Physical Squeeze in Silver — Will It Last?

It seems that only a handful of times each year silver captures the full attention of traders and investors — and this time, the metal is experiencing a historic surge. Silver is up nearly 95% year-to-date, fueled earlier this year by tariff concerns that prompted the physical movement of monetary metals like gold across borders to avoid tariff risk. At the same time, global central banks aggressively ramped up precious-metal purchases to strengthen their balance sheets.

Now, silver is rallying on a broader set of catalysts. For newer traders entering the metals space, caution is warranted. Silver is a higher beta commodity, meaning significantly more volatility, than other metals like gold.

To understand the current move, it’s important to remember silver’s dual identity. Silver is first an industrial metal and then a precious metal. From solar panels to circuit boards, it appears in some capacity in nearly every consumer and industrial electronics device. That means physical demand for industrial use is critical.

As a precious metal, silver has historically been viewed as “second best” to gold due to its similar properties but greater abundance and lower price. Yet the structural backdrop is shifting. Silver is currently in a supply deficit, with industrial demand outpacing mining and processing capacity. This tightening has been years in the making, but recent price action suggests the deficit is beginning to matter more to traders.

The latest leg higher in silver can be attributed to several factors, but one event that stood out is a sharp, but brief, decline in silver inventories at the Shanghai Futures Exchange between November 14 and November 25. The rapid drawdown raised concerns about near-term supply tightness.

Although inventory levels have since backfilled as of the December 1st update, the market reacted swiftly. A technical breakout followed, and traders took full advantage as short positions came under pressure. Yesterday’s 4.5% intraday surge coincided with a drop in open interest in COMEX Silver futures, indicating that shorts were covering on a net basis rather than new longs entering the market. While the squeeze may continue, sustained upside ultimately requires fresh long positions to replace short-covering as the primary driver.

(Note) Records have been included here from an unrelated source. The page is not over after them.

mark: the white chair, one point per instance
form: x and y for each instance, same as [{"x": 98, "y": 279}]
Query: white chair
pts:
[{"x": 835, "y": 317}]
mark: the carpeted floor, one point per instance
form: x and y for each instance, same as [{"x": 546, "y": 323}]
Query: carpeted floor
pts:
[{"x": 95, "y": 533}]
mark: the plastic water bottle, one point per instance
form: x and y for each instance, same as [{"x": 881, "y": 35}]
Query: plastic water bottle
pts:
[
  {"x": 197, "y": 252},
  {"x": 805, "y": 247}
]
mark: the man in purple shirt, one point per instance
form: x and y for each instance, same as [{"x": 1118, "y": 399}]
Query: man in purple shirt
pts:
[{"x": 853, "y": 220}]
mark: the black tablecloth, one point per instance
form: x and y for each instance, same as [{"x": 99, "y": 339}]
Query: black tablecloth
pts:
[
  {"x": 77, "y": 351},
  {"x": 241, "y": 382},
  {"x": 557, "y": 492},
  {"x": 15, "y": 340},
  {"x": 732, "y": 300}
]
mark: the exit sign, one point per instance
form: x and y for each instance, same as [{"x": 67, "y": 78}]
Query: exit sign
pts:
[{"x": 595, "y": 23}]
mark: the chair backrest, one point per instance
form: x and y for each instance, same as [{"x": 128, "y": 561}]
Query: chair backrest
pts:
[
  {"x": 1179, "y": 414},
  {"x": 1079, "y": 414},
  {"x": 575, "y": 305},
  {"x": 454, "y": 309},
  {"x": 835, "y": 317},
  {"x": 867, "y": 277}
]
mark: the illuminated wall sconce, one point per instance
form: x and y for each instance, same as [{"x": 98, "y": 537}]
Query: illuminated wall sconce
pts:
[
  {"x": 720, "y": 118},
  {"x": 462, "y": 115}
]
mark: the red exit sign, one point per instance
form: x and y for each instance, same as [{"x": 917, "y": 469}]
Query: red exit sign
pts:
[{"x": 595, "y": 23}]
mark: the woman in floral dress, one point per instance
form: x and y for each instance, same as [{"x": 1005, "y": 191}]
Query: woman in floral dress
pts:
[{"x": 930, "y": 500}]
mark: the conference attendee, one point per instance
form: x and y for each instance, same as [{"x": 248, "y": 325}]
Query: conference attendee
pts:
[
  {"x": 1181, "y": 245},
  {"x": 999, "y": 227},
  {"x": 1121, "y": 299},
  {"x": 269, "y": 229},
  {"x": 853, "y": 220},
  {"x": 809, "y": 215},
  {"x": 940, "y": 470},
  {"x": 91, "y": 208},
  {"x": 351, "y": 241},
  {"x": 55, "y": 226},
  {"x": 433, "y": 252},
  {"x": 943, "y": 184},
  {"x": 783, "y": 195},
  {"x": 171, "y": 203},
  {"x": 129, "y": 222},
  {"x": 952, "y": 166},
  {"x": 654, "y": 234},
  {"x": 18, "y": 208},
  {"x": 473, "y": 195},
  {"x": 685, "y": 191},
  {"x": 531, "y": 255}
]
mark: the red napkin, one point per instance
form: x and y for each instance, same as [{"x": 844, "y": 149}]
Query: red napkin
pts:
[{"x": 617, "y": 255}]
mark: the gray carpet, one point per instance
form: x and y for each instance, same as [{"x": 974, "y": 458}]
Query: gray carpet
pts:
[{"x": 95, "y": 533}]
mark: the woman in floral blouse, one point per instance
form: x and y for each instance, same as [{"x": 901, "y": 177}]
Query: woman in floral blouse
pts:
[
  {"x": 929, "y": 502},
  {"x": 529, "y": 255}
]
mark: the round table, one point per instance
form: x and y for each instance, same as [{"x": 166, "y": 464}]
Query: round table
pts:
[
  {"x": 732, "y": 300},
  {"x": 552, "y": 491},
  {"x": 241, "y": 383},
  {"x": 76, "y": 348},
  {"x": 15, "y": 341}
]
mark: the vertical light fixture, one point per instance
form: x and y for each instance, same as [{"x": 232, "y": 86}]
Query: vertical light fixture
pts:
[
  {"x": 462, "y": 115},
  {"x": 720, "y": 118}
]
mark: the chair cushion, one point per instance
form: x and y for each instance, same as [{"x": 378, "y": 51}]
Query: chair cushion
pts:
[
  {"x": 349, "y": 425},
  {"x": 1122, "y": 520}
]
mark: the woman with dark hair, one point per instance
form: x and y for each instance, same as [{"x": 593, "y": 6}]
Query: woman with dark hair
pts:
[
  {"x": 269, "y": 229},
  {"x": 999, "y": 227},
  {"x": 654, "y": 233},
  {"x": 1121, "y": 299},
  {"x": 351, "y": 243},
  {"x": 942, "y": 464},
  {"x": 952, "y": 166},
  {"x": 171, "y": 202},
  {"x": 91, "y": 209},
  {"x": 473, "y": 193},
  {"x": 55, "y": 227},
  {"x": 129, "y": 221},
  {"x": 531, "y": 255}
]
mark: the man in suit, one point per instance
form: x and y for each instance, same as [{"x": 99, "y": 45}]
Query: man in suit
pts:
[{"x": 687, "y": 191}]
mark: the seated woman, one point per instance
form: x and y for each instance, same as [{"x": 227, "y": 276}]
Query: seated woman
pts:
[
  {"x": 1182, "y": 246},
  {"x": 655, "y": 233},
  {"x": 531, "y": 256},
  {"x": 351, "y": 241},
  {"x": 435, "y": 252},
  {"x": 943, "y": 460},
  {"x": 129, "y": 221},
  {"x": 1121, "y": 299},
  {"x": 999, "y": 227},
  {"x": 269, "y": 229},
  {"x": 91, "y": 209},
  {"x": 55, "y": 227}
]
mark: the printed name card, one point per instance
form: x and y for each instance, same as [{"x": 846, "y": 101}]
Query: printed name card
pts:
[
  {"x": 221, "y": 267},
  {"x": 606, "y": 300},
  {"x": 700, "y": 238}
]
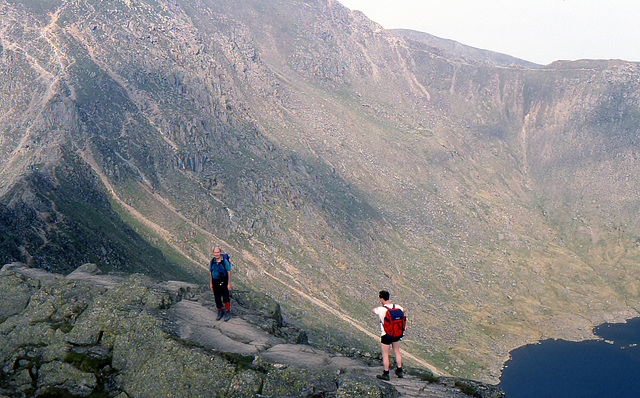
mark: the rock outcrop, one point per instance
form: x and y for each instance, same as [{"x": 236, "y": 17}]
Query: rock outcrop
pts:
[{"x": 88, "y": 334}]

Silver’s explosive rally reflects a combination of structural deficits, industrial demand strength, and short-term supply stress, amplified by a technical breakout, and an ongoing short squeeze. While short-covering can propel prices sharply higher in the near term, a durable continuation of the uptrend will require meaningful participation from new buyers, not just squeezed sellers. For bullish investors, the key question now is whether real long-term demand will step in to support silver once the squeeze exhausts itself.